# Scallops anyone?



## banjo5 (Feb 14, 2013)

Hello everyone. Will be smoking some 3-2-1 ribs this weekend. My wife isn't a big fan of rib meat and has asked for me to smoke scallops for her. Has anyone experienced smoking scallops and if so could you provide me with technique, times, and temp please. Greatly appreciate it.


----------



## pgsmoker64 (Feb 14, 2013)

Yes sir!  We smoke everything here!!!

http://www.smokingmeatforums.com/t/111849/bacon-wrapped-scallops-with-q-view

http://www.smokingmeatforums.com/t/66139/smoked-scallops-wrapped-in-prosciutto

http://www.smokingmeatforums.com/t/130624/bacon-shrimp-and-scallop-cups

Good luck,

Bill


----------



## akhap (Feb 15, 2013)

Scallops are really delicate flavor things and my favorite seafood.  We used to get them directly off the boat in Kodiak frozen in 5# muslin bags.  For some reason when we sent the girls to do the buying we got a MUCH better deal!  They were younger 25 years ago, too!

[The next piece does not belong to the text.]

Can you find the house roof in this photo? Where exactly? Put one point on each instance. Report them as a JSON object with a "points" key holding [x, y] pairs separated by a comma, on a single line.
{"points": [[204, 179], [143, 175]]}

We have been known to take a bag out of the freezer and pry scallops off as the block thawed and eat them raw dipped in soy and wasabi.  Many a 5# block disappeared in an afternoon that way...  If I remember correctly at least a few beers disappeared with them.

Seeing as I love them raw the notion of cooking them too much is a problem...  I would get the smoker boiling with smoke and no heat and place the raw scallops in a foil boat, nothing anywhere near them to interfer with the flavor.  After about 30 minutes in the smoke I would grill them on skewers, very hot and VERY briefly.  Dip in sauces for flavor, but the seared surface texture is just amazing!  The centers would be essentially raw, very glassy looking.  My mother when visiting would not eat them that way... Insisted we burn some for her! :icon_wink:

When doing them in bacon I parboiled the bacon so it would cook very fast on the grill...  We like them glassy in the middle, too.

Just dropping a bunch in very hot rosemary garlic butter in a skillet, very briefly does not suck either.

Back in the day the scallops were so big you have to have seen them to believe just how big they were.  They were exactly the same taste and texture no matter the size, too.  The crew usually kept a stack of the biggest shells and the girls often came home with several to stacks of them for use in cooking.  The biggest were often bigger than a large dinner plate.

Clam patties baked on scallop shells were a regular meal item then, too.  It all makes me hungry!
art


----------



## kathrynn (Feb 15, 2013)

Scallops are probably my favorite seafood! I cant wait to see what you do with them. Make sure to take pictures and share!

Kat


----------